一通り聞いたあと、紫ちゃんは皆に聞いた。すると、フランお嬢様が手を上げた。

 

「ハイ質問」

 

「何?」

 

「私達の能力は使用してもいいの?」

 

「いいわよ。ただし、直接相手に痛みを与えるのは駄目よ」

 

「わかった」

 

「他には?」

 

フランお嬢様が頷いた後、紫ちゃんは周りを見渡す。周りを見渡すが、皆は質問はないのか、黙った。

 

「・・・ないようね。じゃあ、私は帰るけど、もしかして異変を起こすの?」

 

「ああ、そのつもりだよ」

 

紫ちゃんはスキマを開いて、体が半分入った状態で聞いてくる。その質問に肯定で返すと、紫ちゃんはニヤリと笑った。

 

「そう、楽しみにしてるわ」

 

「ああ、楽しみにしてて」

 

そう言うと、紫ちゃんは手を振ってスキマに入って行った。

 

「・・・さて、じゃあ異変を起こしますか」

 

俺は紫ちゃんがスキマに入ったことを確認した後、皆に向かって話し始めた。

 

「異変を起こすといっても何をするの?」

 

レミリアお嬢様は首を傾げながら聞いてくる。俺は一応考えがあったのだが、これでいいか再び考え始めた。

 

「う~ん、そうですね~」

 

「考えてなかったの?」

 

「いや、あるにはあるのですが・・・」

 

「何か問題があるの?」

 

「ええ、あります」

 

「それは何かしら?」

 

「お嬢様は霧を出せますか?」

 

「霧?」

 

「そうです」

 

そこから一通り、俺の計画を話し始めた。まず、最初にこの幻想郷中に妖気を含ませた霧で覆う。霧を出す理由はなんでもいいのだが・・・例えば太陽を隠すためとか。で、妖気を含ませた霧を幻想郷中に放てば、普通の人間は無事では済まない。そうすれば、人間の危機として、異変解決に博麗の巫女が来る。

 

「・・・っと、そういう風にやれば異変として捉えてもらえると思うのですが」

 

そんな感じで簡潔に説明すると、レミリアお嬢様は腕を組んで頷いた。

 

「成程ね。まあ、霧の方は大丈夫よ、出せるから。
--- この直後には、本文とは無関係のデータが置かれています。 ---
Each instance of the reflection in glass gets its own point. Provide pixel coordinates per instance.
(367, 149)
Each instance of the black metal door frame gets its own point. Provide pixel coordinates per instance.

それと、異変の目的としても、それなら私達吸血鬼には最もな理由だし、それでいきましょうか」

 

「よろしいのですか?」

 

「ええ、私はいいわ。皆もいいでしょう?」

 

レミリアお嬢様は皆の方を見ながら聞くと、皆は頷いた。

 

「・・・と、いうことよ」

 

「そうですか・・・では、いつ異変開始にしますか」

 

俺がレミリアお嬢様に聞くと、レミリアお嬢様は口の端を上げ、悪い笑みを浮かべた。

 

「決まってるじゃない、それは・・・」

 

 

 

次の日、幻想郷は赤い霧によって包まれた。